News+

The next chapter for teacher education

Teacher in classroom.

A Harvard teacher fellow in the classroom. Photo by Jill Anderson

3 min read

The Harvard Graduate School of Education has launched the Teaching and Teacher Leadership (TTL) master’s program — the last leg of its seven-year effort to reimagine how the school will prepare education professionals to attack the complex challenges facing learners of all ages, now and into the future. The launch of the TTL Program embodies the core commitment that drove HGSE’s curricular innovation: The school’s longstanding dedication to expansive, equitable, transformational opportunity for learners everywhere.

When the TTL Program welcomes its first cohort of students in 2022–23, it will join the four other programs that launched this year as part of HGSE’s redesigned master’s degree, which also includes coursework dedicated to broad foundational knowledge and specific domain- and role-based expertise.

A focus on teachers

TTL will represent a significant advancement in Harvard’s focus on teachers, exploring the most effective ways to prepare both teachers and teacher leaders and to create schools that can respond to the challenges the world faces today. Dual teacher certification pathways will build on the work of the Harvard Teacher Fellows (HTF) Program, founded in 2015 as an innovative model to prepare Harvard College students to become teachers, as well as the successful legacy of HGSE’s Teacher Education master’s program (TEP). And TTL’s leadership strand will prepare experienced teachers for new roles in schools.
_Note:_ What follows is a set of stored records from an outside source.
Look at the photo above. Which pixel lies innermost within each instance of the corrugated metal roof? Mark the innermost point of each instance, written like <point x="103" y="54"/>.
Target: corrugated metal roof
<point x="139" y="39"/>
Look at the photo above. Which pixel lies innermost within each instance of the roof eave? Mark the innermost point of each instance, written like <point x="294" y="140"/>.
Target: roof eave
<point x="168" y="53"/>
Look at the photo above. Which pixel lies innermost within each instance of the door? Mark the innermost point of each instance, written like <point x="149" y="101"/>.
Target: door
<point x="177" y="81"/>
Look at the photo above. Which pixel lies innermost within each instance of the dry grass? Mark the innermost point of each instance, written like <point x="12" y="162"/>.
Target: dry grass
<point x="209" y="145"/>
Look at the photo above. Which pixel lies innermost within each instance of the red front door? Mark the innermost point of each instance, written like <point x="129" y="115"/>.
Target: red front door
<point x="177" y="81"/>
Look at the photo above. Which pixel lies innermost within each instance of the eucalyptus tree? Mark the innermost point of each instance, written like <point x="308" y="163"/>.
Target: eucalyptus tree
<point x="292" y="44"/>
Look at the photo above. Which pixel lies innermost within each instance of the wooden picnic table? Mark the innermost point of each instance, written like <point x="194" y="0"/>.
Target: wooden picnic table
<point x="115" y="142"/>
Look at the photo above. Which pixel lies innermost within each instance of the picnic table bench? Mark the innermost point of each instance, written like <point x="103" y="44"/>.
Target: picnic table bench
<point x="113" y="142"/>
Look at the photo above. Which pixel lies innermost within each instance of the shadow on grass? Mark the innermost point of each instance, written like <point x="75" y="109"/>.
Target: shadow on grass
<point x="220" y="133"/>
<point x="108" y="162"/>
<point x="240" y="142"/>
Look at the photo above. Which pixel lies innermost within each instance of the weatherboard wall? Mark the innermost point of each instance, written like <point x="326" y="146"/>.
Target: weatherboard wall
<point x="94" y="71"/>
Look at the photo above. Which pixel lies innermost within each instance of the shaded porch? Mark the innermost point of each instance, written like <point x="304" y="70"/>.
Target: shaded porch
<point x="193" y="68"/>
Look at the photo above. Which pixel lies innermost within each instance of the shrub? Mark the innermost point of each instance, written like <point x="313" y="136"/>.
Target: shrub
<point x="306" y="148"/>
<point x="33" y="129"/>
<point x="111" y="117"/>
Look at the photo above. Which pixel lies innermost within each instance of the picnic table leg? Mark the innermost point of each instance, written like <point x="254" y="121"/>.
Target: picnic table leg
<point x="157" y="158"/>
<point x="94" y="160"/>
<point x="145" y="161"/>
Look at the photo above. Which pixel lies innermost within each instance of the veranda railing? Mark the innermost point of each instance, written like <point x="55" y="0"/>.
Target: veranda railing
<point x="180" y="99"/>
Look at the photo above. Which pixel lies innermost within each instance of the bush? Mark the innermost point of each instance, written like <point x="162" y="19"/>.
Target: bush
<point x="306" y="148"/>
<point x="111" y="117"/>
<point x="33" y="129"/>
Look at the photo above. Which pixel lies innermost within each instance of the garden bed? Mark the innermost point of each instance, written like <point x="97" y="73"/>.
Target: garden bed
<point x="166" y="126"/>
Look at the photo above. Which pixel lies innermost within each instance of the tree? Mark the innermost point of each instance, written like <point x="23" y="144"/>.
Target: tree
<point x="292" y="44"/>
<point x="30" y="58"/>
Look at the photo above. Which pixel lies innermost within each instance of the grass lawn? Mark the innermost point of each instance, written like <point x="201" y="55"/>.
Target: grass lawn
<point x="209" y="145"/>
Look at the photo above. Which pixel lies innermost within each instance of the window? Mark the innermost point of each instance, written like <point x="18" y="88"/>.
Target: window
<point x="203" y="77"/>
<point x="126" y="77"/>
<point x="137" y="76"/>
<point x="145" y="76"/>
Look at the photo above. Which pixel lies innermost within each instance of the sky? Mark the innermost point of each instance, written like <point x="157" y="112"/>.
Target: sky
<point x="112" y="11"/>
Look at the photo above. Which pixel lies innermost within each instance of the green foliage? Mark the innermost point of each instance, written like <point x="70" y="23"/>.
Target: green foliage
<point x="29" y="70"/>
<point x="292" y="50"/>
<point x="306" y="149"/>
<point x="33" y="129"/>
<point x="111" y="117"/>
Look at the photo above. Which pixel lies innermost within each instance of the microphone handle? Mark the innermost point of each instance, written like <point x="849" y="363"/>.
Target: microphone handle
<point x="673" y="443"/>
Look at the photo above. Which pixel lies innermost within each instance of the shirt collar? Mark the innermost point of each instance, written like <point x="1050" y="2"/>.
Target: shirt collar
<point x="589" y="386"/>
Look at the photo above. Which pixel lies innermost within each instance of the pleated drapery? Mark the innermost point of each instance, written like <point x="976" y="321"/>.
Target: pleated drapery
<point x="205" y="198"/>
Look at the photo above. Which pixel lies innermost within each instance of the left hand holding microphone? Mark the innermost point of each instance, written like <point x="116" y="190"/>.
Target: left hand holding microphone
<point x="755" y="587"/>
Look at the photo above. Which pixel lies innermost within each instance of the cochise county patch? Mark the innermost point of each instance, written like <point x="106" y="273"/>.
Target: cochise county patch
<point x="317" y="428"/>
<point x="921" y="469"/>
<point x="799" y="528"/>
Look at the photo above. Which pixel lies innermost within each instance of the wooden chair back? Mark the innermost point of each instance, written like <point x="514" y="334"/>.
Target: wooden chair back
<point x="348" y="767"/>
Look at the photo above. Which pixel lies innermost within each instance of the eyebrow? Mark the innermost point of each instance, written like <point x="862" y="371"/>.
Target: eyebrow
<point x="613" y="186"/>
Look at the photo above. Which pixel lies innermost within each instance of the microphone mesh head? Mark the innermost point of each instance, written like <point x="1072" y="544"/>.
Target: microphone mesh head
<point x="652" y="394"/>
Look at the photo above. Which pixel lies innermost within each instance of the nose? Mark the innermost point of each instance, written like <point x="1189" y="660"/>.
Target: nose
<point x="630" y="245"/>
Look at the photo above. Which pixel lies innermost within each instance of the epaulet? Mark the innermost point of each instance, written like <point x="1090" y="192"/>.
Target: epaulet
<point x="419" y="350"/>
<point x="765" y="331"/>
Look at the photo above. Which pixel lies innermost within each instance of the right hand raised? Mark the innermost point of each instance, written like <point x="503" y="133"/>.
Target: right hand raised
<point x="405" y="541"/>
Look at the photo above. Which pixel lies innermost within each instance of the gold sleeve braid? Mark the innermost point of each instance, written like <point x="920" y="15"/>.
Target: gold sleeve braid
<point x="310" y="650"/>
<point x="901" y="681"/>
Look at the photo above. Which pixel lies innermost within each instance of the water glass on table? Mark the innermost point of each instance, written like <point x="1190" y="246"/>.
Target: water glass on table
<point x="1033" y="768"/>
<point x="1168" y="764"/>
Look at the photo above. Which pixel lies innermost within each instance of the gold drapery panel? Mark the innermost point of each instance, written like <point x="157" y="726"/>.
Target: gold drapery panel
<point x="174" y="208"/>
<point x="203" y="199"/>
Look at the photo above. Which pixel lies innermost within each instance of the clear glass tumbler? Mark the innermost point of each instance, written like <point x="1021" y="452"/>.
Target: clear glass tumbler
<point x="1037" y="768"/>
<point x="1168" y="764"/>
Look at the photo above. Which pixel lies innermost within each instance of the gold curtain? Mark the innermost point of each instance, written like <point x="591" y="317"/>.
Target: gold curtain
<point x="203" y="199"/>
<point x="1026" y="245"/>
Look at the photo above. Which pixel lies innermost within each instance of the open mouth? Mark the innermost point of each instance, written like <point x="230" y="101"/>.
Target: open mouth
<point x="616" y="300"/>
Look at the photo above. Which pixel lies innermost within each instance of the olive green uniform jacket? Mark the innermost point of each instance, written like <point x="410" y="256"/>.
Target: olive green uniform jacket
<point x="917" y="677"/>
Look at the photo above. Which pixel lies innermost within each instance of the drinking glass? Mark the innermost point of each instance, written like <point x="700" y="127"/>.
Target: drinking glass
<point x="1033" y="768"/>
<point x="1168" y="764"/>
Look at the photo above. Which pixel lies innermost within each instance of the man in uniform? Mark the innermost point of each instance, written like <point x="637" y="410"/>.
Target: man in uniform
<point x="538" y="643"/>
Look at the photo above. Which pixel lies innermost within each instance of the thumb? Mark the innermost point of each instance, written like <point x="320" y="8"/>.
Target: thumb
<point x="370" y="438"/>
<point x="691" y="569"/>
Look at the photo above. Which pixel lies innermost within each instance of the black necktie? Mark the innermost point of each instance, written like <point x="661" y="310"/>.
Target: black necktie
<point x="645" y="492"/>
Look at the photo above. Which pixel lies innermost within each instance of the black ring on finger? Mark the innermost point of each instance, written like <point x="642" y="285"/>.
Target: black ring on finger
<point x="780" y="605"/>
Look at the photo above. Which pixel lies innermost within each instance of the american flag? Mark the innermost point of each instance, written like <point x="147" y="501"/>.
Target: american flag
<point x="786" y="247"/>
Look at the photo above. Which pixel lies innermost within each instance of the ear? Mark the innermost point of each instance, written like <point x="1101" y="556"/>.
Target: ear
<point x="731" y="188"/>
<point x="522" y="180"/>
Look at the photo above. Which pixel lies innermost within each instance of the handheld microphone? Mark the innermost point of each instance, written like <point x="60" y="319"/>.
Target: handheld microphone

With those two elements together, HGSE is poised to expand and elevate teacher education at the university and in the field.

“This really is the capstone of our reimagining of the master’s degree for professionals seeking to have meaningful impact in improving education for communities around the world,” says HGSE Dean Bridget Long. “The creation of the TTL program is part of a tremendous effort to advance our training and engagement of aspiring educators while building on the lessons and success of our earlier programs. HGSE has long been committed to preparing innovative, equity-minded educators — and to charting pathways across the university for the study and practice of education, which is one of the central issues of our time.”

By consolidating multiple and previously separate teacher education pathways under one umbrella, TTL will provide holistic preparation for new and experienced educators, drawing on research-backed practices that are effective and inclusive.

“TTL will expand and drive forward HGSE’s historic mission to change lives through education — to prepare our master’s students to design and lead transformative learning experiences. We’ve designed TTL to welcome the diverse range of students — with various levels of experience — who seek to contribute to society as educators. I’m especially excited about the benefits of mixing our pre-service teacher candidates with teacher leaders who come to HGSE with more experience and insight,” says Heather Hill, the Hazen-Nicoli Professor of Teacher Learning and Leadership and faculty co-chair of the new program.